With the ability to “test the waters,” Regulation A offers a relatively risk-free way of determining whether to go ahead with the offering.
Tier 2 also offers an extensive ability to “test the waters” to see whether there’s enough investor interest to warrant engaging lawyers and accountants, which means that companies can use the power of the internet and the power of their crowd to make an informed decision when it comes to weighing capital-raising alternatives.
Costs: Reg A versus an IPO
As Regulation A is a public offering of securities, it is not without its costs. The most appropriate comparison is to the costs of conducting an IPO rather than an offering under Rule 506 of Regulation D, because there are express disclosure requirements and SEC review of the filing. According to a 2012 report from PricewaterhouseCoopers LLP, the average costs incurred for public offerings raising up to $50 million, excluding the underwriter discount, is $2.1 million. That includes $600,000 for auditing fees, $1 million for legal fees, and $500,000 for printing costs, filing fees, and miscellaneous costs.

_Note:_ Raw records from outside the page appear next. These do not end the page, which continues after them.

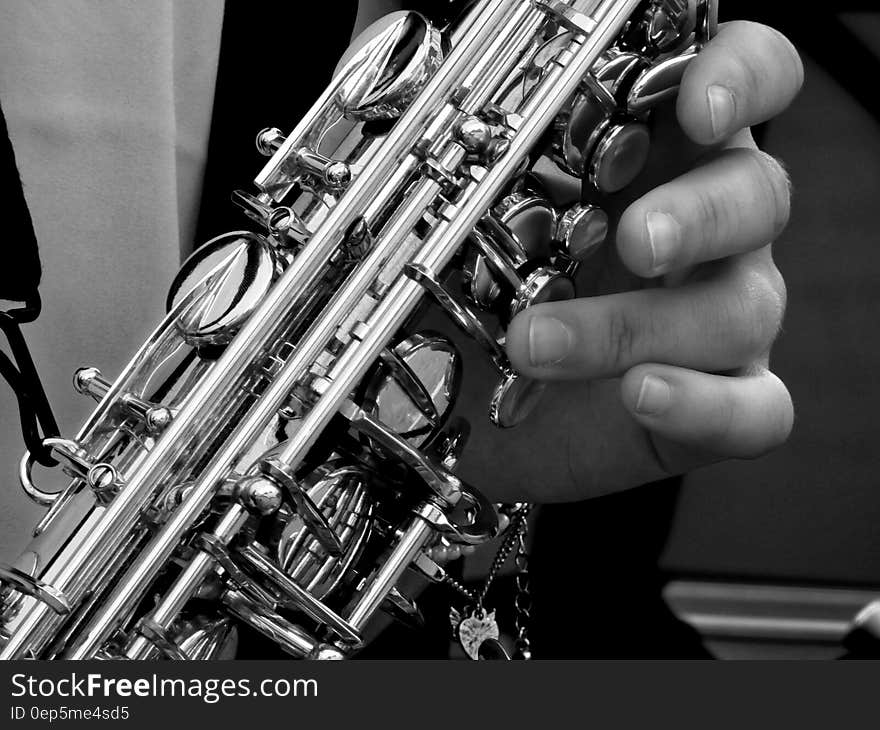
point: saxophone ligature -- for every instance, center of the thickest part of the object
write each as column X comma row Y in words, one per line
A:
column 282, row 448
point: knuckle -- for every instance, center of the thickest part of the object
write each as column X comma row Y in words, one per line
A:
column 755, row 315
column 713, row 217
column 774, row 186
column 780, row 420
column 621, row 333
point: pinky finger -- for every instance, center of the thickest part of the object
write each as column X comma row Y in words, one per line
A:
column 739, row 417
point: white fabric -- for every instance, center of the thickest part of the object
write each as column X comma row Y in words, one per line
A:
column 108, row 106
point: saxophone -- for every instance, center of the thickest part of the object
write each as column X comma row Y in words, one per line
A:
column 281, row 449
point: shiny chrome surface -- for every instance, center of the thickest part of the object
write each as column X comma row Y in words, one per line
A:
column 282, row 448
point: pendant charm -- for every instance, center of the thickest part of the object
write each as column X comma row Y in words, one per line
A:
column 475, row 630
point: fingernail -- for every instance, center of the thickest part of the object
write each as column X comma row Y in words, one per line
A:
column 549, row 341
column 664, row 237
column 722, row 107
column 655, row 395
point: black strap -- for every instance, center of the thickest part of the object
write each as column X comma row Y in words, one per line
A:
column 20, row 275
column 19, row 282
column 275, row 60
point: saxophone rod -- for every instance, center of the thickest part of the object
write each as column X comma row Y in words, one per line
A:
column 396, row 306
column 524, row 20
column 283, row 301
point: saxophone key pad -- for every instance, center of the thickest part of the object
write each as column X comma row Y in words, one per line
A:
column 582, row 231
column 237, row 270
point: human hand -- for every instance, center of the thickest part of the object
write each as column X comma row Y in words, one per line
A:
column 666, row 369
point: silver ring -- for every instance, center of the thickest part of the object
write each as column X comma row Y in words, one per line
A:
column 26, row 467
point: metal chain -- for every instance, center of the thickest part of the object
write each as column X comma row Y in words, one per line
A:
column 516, row 536
column 522, row 602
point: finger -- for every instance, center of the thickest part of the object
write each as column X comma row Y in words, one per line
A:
column 745, row 75
column 737, row 202
column 714, row 324
column 740, row 417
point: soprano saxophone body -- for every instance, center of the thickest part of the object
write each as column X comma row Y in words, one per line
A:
column 282, row 448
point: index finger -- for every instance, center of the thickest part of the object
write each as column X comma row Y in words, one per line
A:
column 745, row 75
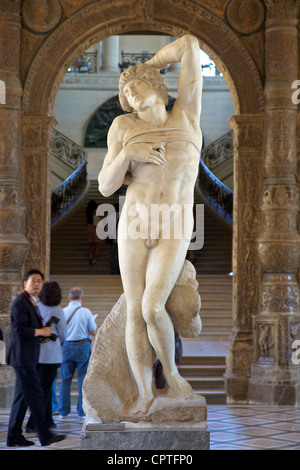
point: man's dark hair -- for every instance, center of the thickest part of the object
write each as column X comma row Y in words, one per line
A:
column 50, row 294
column 33, row 271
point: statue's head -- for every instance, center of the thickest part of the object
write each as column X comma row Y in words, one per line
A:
column 142, row 72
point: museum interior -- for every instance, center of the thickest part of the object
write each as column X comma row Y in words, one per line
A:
column 60, row 65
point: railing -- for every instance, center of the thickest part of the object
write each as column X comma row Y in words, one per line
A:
column 133, row 58
column 86, row 63
column 218, row 151
column 65, row 195
column 219, row 196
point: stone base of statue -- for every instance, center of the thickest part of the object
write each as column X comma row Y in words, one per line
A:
column 175, row 425
column 145, row 437
column 109, row 388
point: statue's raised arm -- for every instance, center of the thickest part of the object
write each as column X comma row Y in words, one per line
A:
column 185, row 50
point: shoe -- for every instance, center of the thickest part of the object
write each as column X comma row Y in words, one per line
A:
column 20, row 442
column 55, row 438
column 29, row 430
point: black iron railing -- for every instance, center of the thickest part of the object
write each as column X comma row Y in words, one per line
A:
column 218, row 195
column 218, row 151
column 86, row 63
column 64, row 196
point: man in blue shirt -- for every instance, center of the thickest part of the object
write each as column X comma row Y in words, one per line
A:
column 76, row 350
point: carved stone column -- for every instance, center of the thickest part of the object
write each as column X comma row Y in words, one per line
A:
column 13, row 243
column 37, row 136
column 248, row 141
column 275, row 380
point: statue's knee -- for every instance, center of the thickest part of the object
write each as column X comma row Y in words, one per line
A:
column 151, row 312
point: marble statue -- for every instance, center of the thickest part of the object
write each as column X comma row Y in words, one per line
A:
column 156, row 153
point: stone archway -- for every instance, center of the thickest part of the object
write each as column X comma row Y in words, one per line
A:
column 97, row 21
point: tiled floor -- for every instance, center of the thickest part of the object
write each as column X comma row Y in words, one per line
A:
column 231, row 428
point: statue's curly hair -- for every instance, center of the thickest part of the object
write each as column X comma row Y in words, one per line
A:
column 142, row 72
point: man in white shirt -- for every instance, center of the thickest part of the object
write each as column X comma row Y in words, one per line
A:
column 76, row 350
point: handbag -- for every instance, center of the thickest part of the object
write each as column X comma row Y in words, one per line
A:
column 71, row 316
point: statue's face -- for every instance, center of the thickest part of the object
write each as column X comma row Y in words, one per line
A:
column 140, row 94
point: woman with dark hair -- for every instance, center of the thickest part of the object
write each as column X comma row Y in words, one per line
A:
column 50, row 357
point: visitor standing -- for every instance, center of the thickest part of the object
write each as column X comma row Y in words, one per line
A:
column 51, row 350
column 76, row 350
column 27, row 331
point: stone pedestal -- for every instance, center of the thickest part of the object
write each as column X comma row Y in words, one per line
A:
column 126, row 436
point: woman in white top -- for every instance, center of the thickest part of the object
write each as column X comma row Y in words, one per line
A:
column 50, row 357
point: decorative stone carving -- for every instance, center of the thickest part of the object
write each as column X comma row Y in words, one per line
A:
column 278, row 242
column 245, row 16
column 41, row 15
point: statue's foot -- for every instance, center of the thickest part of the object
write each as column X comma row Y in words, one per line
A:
column 179, row 387
column 141, row 406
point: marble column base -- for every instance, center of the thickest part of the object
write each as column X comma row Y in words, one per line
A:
column 274, row 386
column 126, row 436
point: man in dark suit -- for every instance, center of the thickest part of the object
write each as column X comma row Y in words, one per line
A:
column 27, row 331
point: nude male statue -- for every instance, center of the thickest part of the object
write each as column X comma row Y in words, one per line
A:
column 156, row 153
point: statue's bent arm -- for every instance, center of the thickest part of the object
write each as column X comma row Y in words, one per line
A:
column 185, row 50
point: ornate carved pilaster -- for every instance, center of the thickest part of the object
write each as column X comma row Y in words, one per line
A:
column 37, row 134
column 13, row 243
column 248, row 141
column 275, row 380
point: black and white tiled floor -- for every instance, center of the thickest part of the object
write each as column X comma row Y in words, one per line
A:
column 231, row 428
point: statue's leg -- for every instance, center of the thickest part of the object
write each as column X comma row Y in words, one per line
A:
column 133, row 256
column 163, row 268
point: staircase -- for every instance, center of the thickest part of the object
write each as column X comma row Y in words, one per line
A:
column 69, row 249
column 203, row 364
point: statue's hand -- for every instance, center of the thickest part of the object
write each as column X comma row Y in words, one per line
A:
column 146, row 153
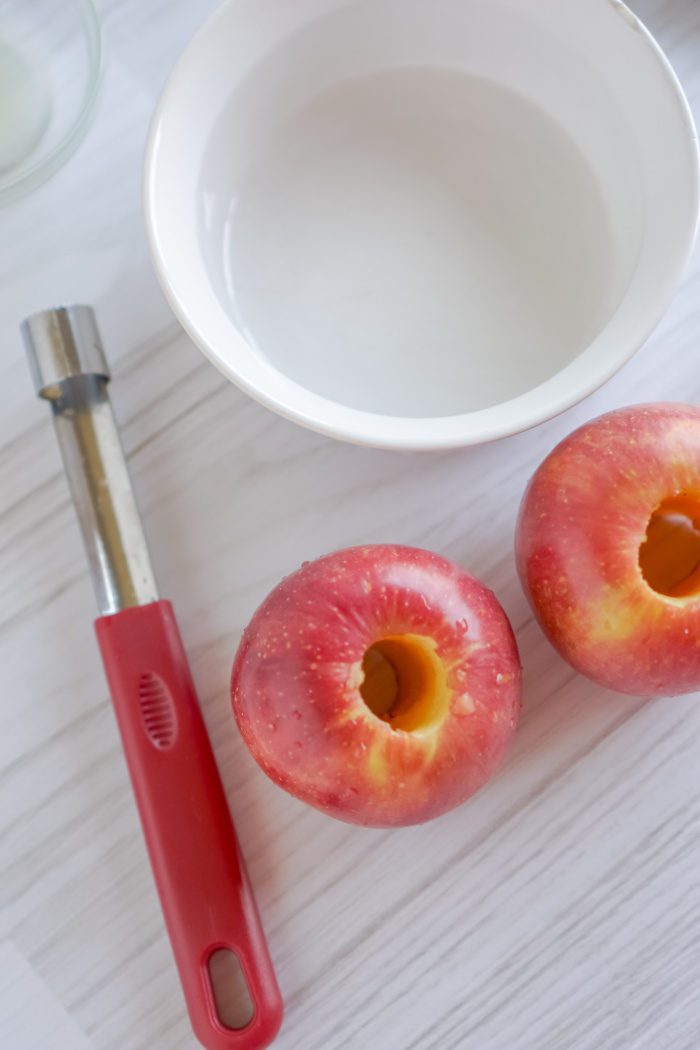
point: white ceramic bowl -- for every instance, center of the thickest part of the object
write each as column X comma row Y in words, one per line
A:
column 421, row 224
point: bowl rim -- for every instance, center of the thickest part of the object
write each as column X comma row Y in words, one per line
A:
column 17, row 184
column 426, row 433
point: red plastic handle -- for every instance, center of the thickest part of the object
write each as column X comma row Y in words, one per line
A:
column 204, row 888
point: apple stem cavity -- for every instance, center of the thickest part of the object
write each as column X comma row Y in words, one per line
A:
column 670, row 554
column 405, row 683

In contrast, all-in for a Regulation A offering will likely be around $100,000. That includes the accounting fees, and legal fees. This does exclude the fees paid to any underwriter or securities intermediary. When doing the math, a Regulation A offering of only $2.4 million will have the same percentage cost as the average IPO of less than $50 million.
Still, Regulation A likely will be most useful for capital intensive growth companies, such as bio-tech and clean energy, that are looking to raise over $10 million. But that’s not to say that any company seeking to raise more than a few million dollars but less than $50 million would not benefit from Regulation A.
A Regulation A offering can’t be made without the assistance of a securities lawyer experienced in making SEC filings, and companies will also need accountants (even in Tier 1 offerings, some states require audited financials). But with the ability to “test the waters,” Regulation A offers a relatively risk-free way of determining whether to go ahead with the offering. Today, Regulation A becomes a viable option for capital-raising by early-stage and small companies offering to a wide range of investors.
Sara Hanks is co-founder and CEO of CrowdCheck, an Alexandria, VA-based firm that provides disclosure and due diligence services. Andrew Stephenson is the CrowdCheck’s Director of Research Operations and Client Services.